Discipline appliquée, pragmatique et engagée, la psychologie communautaire se distingue par l’affirmation des valeurs qui lui sont chères, comme la justice sociale, l’équité, l’autodétermination, la solidarité et la diversité. Elle valorise les forces des communautés et leur capacité à générer du changement, plutôt qu’une vision centrée sur les déficiences et la pathologie. Sa pratique s’appuie sur une lecture systémique des enjeux, considérant les interactions entre les individus et leurs environnements et cherchant à réduire les inégalités en accompagnant les populations marginalisées. Loin d’une approche descendante (top-down) et paternaliste, elle privilégie la participation active des personnes concernées, que ce soit dans la compréhension des phénomènes, la conception d’interventions, l’évaluation de programmes ou la mobilisation des connaissances. Son approche collaborative et sa visée de transformation sociale représentent des ressources précieuses pour celles et ceux qui s’engagent dans la construction d’une société plus juste et solidaire.

Bibliographie 

  • Babarik, P. (1979). The buried Canadian roots of community psychology. Journal of Community Psychology, 7(4), 362-367.

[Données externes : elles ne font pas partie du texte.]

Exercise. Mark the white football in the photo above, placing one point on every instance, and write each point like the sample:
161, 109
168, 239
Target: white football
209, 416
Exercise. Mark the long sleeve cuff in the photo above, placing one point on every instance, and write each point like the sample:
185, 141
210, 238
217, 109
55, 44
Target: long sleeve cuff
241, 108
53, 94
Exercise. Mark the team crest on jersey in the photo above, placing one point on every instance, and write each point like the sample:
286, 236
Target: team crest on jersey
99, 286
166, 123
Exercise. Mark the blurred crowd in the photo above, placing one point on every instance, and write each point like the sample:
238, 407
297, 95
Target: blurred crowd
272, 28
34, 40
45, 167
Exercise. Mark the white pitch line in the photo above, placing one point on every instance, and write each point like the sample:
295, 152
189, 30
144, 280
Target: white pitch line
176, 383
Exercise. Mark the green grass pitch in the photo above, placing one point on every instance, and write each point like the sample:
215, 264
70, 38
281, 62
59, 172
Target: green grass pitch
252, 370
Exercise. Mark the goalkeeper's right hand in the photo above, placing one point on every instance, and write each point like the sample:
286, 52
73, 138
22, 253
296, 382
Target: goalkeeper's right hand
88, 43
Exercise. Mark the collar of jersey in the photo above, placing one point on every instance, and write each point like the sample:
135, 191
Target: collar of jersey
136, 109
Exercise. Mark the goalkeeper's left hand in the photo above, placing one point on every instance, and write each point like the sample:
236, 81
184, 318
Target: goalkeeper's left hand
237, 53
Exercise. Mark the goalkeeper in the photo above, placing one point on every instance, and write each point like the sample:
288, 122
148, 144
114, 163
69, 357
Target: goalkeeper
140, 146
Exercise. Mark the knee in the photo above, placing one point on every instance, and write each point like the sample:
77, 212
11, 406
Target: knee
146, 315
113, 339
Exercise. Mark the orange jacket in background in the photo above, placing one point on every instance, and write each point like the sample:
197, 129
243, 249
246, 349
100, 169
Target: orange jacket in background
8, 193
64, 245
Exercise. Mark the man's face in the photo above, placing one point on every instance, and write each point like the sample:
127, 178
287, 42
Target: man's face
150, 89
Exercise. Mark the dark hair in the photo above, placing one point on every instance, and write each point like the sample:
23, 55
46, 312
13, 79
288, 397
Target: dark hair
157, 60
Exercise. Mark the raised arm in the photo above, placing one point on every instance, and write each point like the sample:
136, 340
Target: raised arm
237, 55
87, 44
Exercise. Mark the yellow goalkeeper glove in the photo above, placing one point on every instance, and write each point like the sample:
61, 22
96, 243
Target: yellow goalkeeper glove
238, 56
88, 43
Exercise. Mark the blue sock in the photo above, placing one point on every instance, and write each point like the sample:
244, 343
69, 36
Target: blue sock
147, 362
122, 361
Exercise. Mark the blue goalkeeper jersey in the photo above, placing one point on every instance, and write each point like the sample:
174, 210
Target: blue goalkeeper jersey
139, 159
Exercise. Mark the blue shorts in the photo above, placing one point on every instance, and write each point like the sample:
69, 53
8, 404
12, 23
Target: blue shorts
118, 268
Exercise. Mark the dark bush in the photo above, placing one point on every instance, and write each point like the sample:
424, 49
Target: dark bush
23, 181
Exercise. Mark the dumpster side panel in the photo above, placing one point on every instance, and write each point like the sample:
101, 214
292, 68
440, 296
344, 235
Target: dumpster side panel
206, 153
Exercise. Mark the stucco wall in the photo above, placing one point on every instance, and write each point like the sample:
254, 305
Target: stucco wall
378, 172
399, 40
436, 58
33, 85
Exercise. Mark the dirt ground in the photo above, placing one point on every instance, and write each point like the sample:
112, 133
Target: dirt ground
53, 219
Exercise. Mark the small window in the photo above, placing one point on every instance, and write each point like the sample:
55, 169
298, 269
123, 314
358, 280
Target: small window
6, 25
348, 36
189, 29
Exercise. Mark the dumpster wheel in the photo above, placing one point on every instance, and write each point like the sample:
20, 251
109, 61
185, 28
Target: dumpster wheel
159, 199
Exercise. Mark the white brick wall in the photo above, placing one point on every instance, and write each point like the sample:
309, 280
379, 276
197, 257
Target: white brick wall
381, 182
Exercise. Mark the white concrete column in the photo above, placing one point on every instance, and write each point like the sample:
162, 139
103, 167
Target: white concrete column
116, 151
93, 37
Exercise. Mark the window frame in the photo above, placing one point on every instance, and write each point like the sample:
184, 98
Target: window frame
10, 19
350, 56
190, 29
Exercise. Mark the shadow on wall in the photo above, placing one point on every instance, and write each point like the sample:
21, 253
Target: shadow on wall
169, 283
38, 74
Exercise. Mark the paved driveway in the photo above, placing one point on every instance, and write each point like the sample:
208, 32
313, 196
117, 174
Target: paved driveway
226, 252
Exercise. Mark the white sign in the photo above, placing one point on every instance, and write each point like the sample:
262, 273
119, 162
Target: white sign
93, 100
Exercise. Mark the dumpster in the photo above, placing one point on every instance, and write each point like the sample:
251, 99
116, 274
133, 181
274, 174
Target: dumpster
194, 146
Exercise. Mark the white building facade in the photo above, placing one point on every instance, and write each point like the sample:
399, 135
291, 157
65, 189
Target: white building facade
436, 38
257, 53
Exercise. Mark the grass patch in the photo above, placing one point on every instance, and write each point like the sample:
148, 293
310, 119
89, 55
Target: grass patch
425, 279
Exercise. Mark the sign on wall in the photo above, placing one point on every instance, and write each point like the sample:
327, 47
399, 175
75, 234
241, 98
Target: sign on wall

  • Bouchard, C. (1991). Un Québec fou de ses enfants. Rapport du groupe de travail pour les jeunes. Québec : Ministère de la Santé et des Services sociaux.
  • Lavoie, F. et Brunson, L. (2010). La pratique de la psychologie communautaire. Canadian Psychology/Psychologie canadienne, 51(2), 96.
  • Nelson, G., Lavoie, F. et Mitchell, T. (2007). The history and theories of community psychology in Canada. Dans International Community Psychology : History and theories (p. 13-36). Springer.
  • Nelson, G. B. et Prilleltensky, I. (2005). Community psychology : In pursuit of liberation and well-being. Palgrave McMillan.
  • Tousignant, M., Bouchard, C. et Mishara, B. (2020). Psychologie communautaire. Dans M. Tousignant et H. Varin (dir.), Le premier demi-siècle du Département de psychologie de l’UQAM (p. 57-60). Département de psychologie, Université du Québec à Montréal.